Does the introduced signal crayfish occupy an equivalent trophic niche to the lost native noble crayfish in boreal lakes?

  • Fabio Ercoli
  • Timo J. Ruokonen
  • Heikki Hämäläinen
  • Roger I. Jones
Original Paper

Abstract

The introduced North-American signal crayfish (Pacifastacus leniusculus) has become widespread throughout Europe where it has often replaced the native noble crayfish (Astacus astacus). The impact of this replacement on ecosystem processes in boreal lakes is still largely unknown. We compared the trophic niches of these two crayfish species in 16 small to medium sized boreal lakes in southern Finland; eight lakes with noble crayfish and eight lakes where the native crayfish populations had been lost and replaced by signal crayfish.
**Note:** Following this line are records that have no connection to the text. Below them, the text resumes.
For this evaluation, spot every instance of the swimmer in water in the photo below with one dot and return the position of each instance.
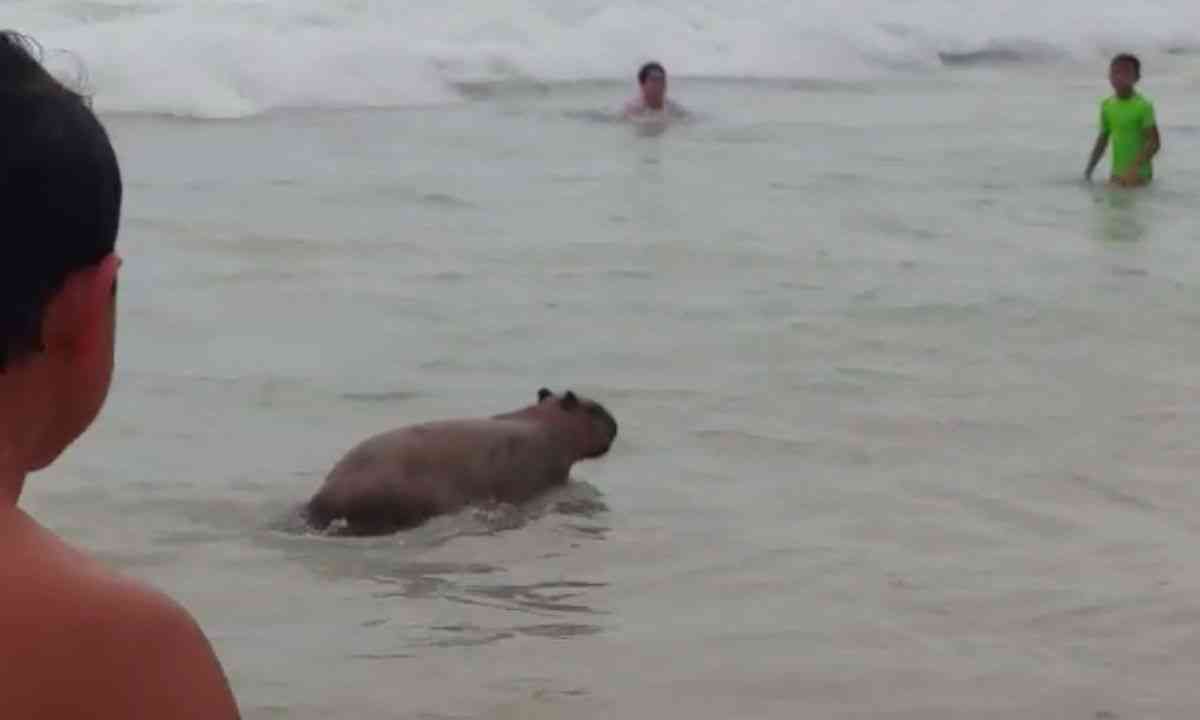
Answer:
(1127, 118)
(652, 101)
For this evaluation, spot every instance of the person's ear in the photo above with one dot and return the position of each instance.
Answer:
(79, 317)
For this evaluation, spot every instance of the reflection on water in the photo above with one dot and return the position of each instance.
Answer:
(1120, 214)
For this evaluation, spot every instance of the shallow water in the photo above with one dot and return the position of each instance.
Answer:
(907, 420)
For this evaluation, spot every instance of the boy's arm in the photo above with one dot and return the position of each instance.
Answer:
(1102, 143)
(1149, 150)
(155, 663)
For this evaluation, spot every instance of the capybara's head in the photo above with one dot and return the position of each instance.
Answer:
(587, 420)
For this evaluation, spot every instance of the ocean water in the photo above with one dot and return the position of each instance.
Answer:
(907, 409)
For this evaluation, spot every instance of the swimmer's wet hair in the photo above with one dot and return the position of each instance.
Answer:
(1129, 59)
(60, 192)
(646, 70)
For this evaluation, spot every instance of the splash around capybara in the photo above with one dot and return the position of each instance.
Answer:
(399, 479)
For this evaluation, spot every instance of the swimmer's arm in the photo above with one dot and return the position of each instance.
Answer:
(156, 663)
(1149, 149)
(1102, 143)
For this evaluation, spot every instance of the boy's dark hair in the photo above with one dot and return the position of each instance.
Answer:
(1129, 59)
(60, 192)
(645, 72)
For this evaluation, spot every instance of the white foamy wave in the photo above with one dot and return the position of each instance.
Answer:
(227, 58)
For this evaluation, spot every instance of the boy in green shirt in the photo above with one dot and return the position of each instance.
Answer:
(1128, 120)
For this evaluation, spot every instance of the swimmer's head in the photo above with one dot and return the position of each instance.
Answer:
(1125, 71)
(653, 79)
(60, 197)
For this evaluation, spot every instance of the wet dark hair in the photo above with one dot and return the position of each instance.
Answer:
(60, 192)
(1129, 59)
(645, 72)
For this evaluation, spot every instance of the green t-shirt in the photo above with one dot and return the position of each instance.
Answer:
(1127, 121)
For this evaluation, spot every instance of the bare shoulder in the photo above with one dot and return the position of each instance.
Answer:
(87, 642)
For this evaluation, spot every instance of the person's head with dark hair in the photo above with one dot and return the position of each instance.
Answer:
(652, 78)
(60, 195)
(1125, 71)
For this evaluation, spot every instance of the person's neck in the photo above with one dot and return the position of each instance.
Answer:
(12, 483)
(19, 427)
We analysed carbon and nitrogen stable isotopes from samples of the crayfish and their putative food sources, and used stable isotope models to compare trophic niche widths of the two species of crayfish and to quantify the food sources used by them. At species level the signal crayfish exhibited a substantially larger trophic niche than that of the noble crayfish, but within-lake populations of the species did not differ in their niche widths. The isotopic niches of the two species strongly overlapped, and while the estimated proportions of food resources (profundal and littoral macroinvertebrates, terrestrial leaf detritus and macrophytes) used by crayfish varied considerably among individual populations, they did not differ consistently between the species. Our results suggest that, contrary to often expressed concerns, replacement of lost noble crayfish populations by the signal crayfish may not greatly alter the littoral food web structure in boreal lakes.

Keywords

Invasive species Niche width Stable isotopes Food sources Boreal lakes 

Notes

Acknowledgments

We thank Kimmo Sivonen for his valuable field work assistance and Tuula Sinisalo for assistance in the stable isotope laboratory. We also thank Finnish Game and Fisheries Institute to have provided crayfish monitoring data in all studied lakes. This study was supported by the Maj and Tor Nessling Foundation, the Finnish Cultural Foundation.

Supplementary material

10530_2014_645_MOESM1_ESM.doc (251 kb)
Supplementary material 1 (DOC 251 kb)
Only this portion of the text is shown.